Penangguhan penahanan juga diberikan setelah adanya jaminan dari pihak keluarga dan kuasa hukum Bahar bin Smith. Jauhari meluruskan bahwa alasan penangguhan bukan semata-mata karena status tulang punggung keluarga.

“Ini yang saya luruskan nih, bukan satu-satunya tulang punggung keluarga, tapi alasan bahwa yang bersangkutan itu dalam keadaan kondisi sakit. Sakit ini menurut kuasa hukum nih, sakit, kemudian ada rekam medis, ya kan, habis tabrakan dan masa perawatan serta akan dilakukan operasi besar,” terang Jauhari.

“Sehingga melihat kondisi fisik tersebut, ditambah lagi dengan jaminan langsung dari keluarga (ibu, istri) dan kuasa hukum, pertimbangan itu penyidik meng-ACC permohonan tidak dilakukan penahanan,” lanjutnya.

Proses Hukum Tetap Berjalan

Di sisi lain, Jauhari memastikan bahwa proses hukum terhadap Bahar bin Smith dan tiga tersangka lainnya tetap berlanjut. Berkas perkara akan segera dilengkapi untuk dilimpahkan ke pengadilan.

Advertisement

“Yang jelas proses penyidikan itu masih berlanjut. Untuk tersangka lainnya sudah pemenuhan berkas P-19-nya, kemudian berkas dari pemeriksaan Habib Bahar pun kita proses untuk dilimpahkan ke Kejaksaan. Ini proses berlanjut ya,” imbuh dia.

Kabid Humas Polda Metro Jaya, Kombes Budi Hermanto, turut menyampaikan bahwa penangguhan penahanan juga diberikan kepada ketiga tersangka lainnya.
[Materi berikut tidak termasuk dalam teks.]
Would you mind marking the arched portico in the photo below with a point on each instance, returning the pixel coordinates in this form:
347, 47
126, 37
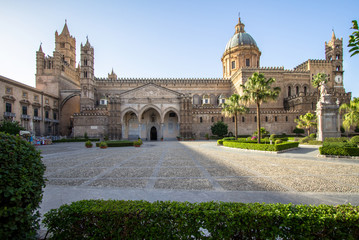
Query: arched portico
150, 123
130, 127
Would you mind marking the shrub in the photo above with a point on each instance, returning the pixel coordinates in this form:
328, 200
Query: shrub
261, 147
304, 140
88, 143
21, 183
219, 128
298, 131
272, 137
138, 142
76, 140
118, 219
10, 127
103, 145
314, 142
339, 151
355, 140
342, 129
123, 143
228, 138
263, 131
340, 139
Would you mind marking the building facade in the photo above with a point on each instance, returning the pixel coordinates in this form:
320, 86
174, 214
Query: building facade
128, 108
“Kalau enggak salah itu ada penangguhan ya. Nanti kami coba dalami,” tutur Budi.

Kasus Penganiayaan Anggota Banser

Bahar bin Smith dan tiga tersangka lain terjerat kasus dugaan penganiayaan terhadap anggota Banser bernama Rida. Peristiwa tersebut terjadi saat acara Maulid Nabi di Cipondoh, Kota Tangerang, pada September 2025.

Bahar bin Smith sebelumnya telah menyampaikan permohonan maaf terbuka terkait kasus dugaan penganiayaan tersebut. Ia juga secara khusus meminta maaf kepada GP Ansor, organisasi tempat korban bernaung, seraya berharap hubungan antarsesama muslim tetap terjaga.

“Saudara-saudaraku, sebagaimana kita ketahui, dengan adanya kejadian beberapa waktu yang lalu, saya bersama dengan Haji Arif, Haji Edi, dan Pak Dwi menyampaikan permohonan maaf atas kejadian yang menimpa kepada saudara kita Pak Rida,” kata Bahar dalam pernyataan lewat video yang diterima wartawan, Rabu (11/2).

“Kami juga menyampaikan permohonan maaf kepada Keluarga Besar GP Ansor, khususnya keluarga kami di GP Ansor Tangerang Banten. Kejadian ini menjadi pelajaran untuk kita semua untuk bersama-sama menjaga ukhuwah Islamiyah,” sambungnya.